Identified by its two-three leaf pattern and black clustered berries, the Hunter’s Berry is a low growing forest shrub that can be differentiated from edible blackberries by the lack of thorns and bitter taste. This identification is important, because eating a handful will leave a person weak and unable to walk for a few hours. They are used as a coating on arrows to aid in deer hunting, preventing an injured deer from running too far should the arrow miss the heart.
Only one species of bird has been seen eating the berry and suffering no ill effects, the yellow bellied meadow lark, and hunters use sightings of this bird to locate clusters of the berries.
These strange melons, known locally as Swelling Fruits, come from southwestern Orynthis and are the only melon known to grow on a tree instead of a vine. As they ripen, they swell in size until the supple branches bend enough to touch the ground. Legend says the tree came about when a mage tried to cross an apple with a canary melon in an attempt to grow larger, melon sized apples.
The melon has a dense, smooth yellow rind.
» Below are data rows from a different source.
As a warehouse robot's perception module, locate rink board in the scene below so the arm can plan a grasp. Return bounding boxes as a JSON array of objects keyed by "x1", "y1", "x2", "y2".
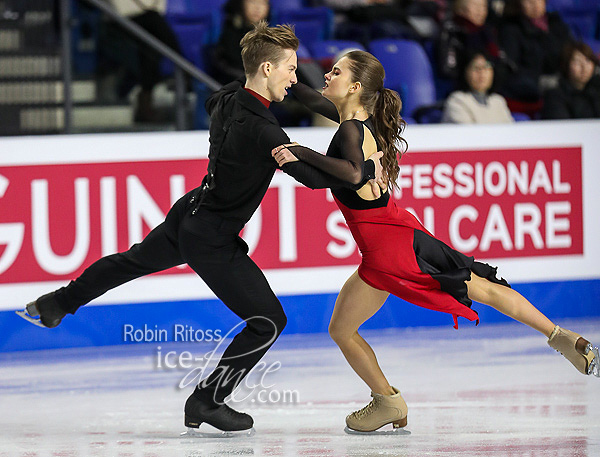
[{"x1": 0, "y1": 121, "x2": 600, "y2": 351}]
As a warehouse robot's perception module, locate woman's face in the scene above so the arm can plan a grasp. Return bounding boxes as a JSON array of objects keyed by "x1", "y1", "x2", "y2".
[
  {"x1": 521, "y1": 0, "x2": 546, "y2": 19},
  {"x1": 465, "y1": 56, "x2": 494, "y2": 93},
  {"x1": 244, "y1": 0, "x2": 269, "y2": 24},
  {"x1": 457, "y1": 0, "x2": 488, "y2": 27},
  {"x1": 569, "y1": 51, "x2": 595, "y2": 88},
  {"x1": 323, "y1": 57, "x2": 355, "y2": 101}
]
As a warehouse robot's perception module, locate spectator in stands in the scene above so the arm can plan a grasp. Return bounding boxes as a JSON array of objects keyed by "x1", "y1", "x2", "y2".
[
  {"x1": 323, "y1": 0, "x2": 416, "y2": 46},
  {"x1": 500, "y1": 0, "x2": 571, "y2": 114},
  {"x1": 213, "y1": 0, "x2": 270, "y2": 84},
  {"x1": 212, "y1": 0, "x2": 312, "y2": 127},
  {"x1": 542, "y1": 42, "x2": 600, "y2": 119},
  {"x1": 110, "y1": 0, "x2": 181, "y2": 122},
  {"x1": 442, "y1": 52, "x2": 514, "y2": 124},
  {"x1": 437, "y1": 0, "x2": 501, "y2": 83}
]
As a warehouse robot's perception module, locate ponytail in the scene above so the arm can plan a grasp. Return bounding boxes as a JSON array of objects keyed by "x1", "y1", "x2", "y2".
[
  {"x1": 373, "y1": 87, "x2": 408, "y2": 189},
  {"x1": 345, "y1": 51, "x2": 408, "y2": 189}
]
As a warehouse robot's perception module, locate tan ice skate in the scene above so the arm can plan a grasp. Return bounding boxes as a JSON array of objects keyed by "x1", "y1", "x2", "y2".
[
  {"x1": 548, "y1": 325, "x2": 600, "y2": 377},
  {"x1": 345, "y1": 387, "x2": 410, "y2": 434}
]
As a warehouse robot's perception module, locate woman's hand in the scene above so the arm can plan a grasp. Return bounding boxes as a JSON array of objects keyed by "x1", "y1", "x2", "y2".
[
  {"x1": 367, "y1": 151, "x2": 387, "y2": 198},
  {"x1": 271, "y1": 143, "x2": 298, "y2": 167}
]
The center of the fruit is heavily seeded, and the fruit pulp is watery but sweet and a beautiful shade of light pink. The branches have offshoots with small oval, waxy leaves, much like citrus trees.
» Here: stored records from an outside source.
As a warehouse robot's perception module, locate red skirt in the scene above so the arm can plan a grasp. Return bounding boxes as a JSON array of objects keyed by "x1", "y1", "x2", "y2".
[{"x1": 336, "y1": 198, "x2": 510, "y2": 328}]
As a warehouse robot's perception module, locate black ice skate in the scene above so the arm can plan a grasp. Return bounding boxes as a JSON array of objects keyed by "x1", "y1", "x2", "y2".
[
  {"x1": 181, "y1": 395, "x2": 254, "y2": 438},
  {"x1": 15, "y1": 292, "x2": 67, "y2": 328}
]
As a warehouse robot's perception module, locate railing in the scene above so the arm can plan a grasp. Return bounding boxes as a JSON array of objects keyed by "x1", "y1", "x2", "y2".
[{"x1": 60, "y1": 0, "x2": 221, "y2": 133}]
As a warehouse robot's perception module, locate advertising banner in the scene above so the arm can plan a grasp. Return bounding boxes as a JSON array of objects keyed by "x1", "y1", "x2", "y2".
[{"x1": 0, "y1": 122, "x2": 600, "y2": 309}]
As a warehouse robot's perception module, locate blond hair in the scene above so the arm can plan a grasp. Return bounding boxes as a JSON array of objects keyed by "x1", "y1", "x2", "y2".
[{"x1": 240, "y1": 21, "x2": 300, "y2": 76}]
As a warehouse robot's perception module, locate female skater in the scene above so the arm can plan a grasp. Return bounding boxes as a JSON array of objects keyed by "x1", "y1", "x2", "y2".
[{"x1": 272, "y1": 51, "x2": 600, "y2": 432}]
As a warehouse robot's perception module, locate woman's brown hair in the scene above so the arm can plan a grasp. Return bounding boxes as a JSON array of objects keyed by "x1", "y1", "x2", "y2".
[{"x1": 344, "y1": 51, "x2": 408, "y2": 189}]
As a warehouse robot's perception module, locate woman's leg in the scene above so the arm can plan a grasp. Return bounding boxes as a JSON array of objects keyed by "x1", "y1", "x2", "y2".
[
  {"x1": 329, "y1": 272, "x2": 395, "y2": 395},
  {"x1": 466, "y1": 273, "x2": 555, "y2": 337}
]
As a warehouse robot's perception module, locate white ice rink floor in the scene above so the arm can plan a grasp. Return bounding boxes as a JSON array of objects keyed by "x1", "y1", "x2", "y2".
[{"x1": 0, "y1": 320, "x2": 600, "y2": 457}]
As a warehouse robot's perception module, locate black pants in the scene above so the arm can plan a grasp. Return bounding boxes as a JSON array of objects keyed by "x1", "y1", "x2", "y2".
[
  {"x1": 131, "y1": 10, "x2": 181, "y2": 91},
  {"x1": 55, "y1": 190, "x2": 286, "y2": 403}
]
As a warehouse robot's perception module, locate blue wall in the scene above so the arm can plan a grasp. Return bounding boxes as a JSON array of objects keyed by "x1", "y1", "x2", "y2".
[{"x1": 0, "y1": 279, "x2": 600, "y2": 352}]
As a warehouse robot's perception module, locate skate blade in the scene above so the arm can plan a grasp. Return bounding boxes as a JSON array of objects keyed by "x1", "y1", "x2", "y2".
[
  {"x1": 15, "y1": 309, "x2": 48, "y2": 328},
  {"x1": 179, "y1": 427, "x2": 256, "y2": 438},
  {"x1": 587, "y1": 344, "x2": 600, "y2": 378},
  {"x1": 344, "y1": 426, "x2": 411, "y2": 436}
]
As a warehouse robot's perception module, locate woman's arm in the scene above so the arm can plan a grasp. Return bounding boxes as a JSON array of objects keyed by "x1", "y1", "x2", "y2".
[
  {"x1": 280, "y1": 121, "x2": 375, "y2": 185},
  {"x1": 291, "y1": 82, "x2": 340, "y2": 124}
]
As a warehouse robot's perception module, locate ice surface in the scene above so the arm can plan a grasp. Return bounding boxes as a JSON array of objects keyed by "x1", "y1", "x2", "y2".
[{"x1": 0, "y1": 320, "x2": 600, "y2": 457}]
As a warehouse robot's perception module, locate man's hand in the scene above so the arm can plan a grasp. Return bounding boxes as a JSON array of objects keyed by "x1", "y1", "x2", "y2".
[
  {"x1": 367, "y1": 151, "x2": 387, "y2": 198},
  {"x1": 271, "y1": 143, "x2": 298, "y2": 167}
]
Found only in the far reaches of the southern Elvan lands well beyond Lath’limnier’s Wall and the Greenwood Dale, the spicewood tree can grow to heights beyond three hundred feet and live much longer than the memories of men. The deadwood that falls to the ground is collected, dried for a year then milled into a spice which is highly sought after in the rest of Ellium. All attempts to grow the tree from acorn outside the Elvan lands have failed, leaving the spicewood market firmly in Elvan hands. As such, a bottleful of spicewood is worth its weight in bronze.
If the name Fire Weed doesn’t serve as a warning for anyone tempted to try eating this plant, then the blood red fruits should. And, the term fruit is highly misleading, as the small red seed pods are not sweet but scorchingly hot. Found only on the Pel’Kothor high steppe of the Orc’Kothi lands, this potent pepper has a place in many Orc’kothi legends and customs. They call it the Mo’toka, or Mother of Fire. Each season, the fruits are collected then pressed between large stones to extract the oil. The oil is used in cooking, medicine and even as a fire starting aid. The true heat is found in the seeds. Eating the ripe fruit whole has become a challenge of strength and bravery among the Orc’kothi youth, and a source of amusement for the elders.
The Crown Breaker Pine is commonly found throughout Carnath. It is prized in spring and summer for its lumber, and is avoided in the fall. This pine produces a uniquely large cone that falls to the ground whole, splitting apart from the force so that the seeds may be carried off by forest animals. These cones are so heavy and fall from such great heights that they can cause injury to man and deer alike. When the trees begin shedding their cones in early autumn, the plunking thuds of their falling to earth echoes throughout the forest in warning for two to three weeks.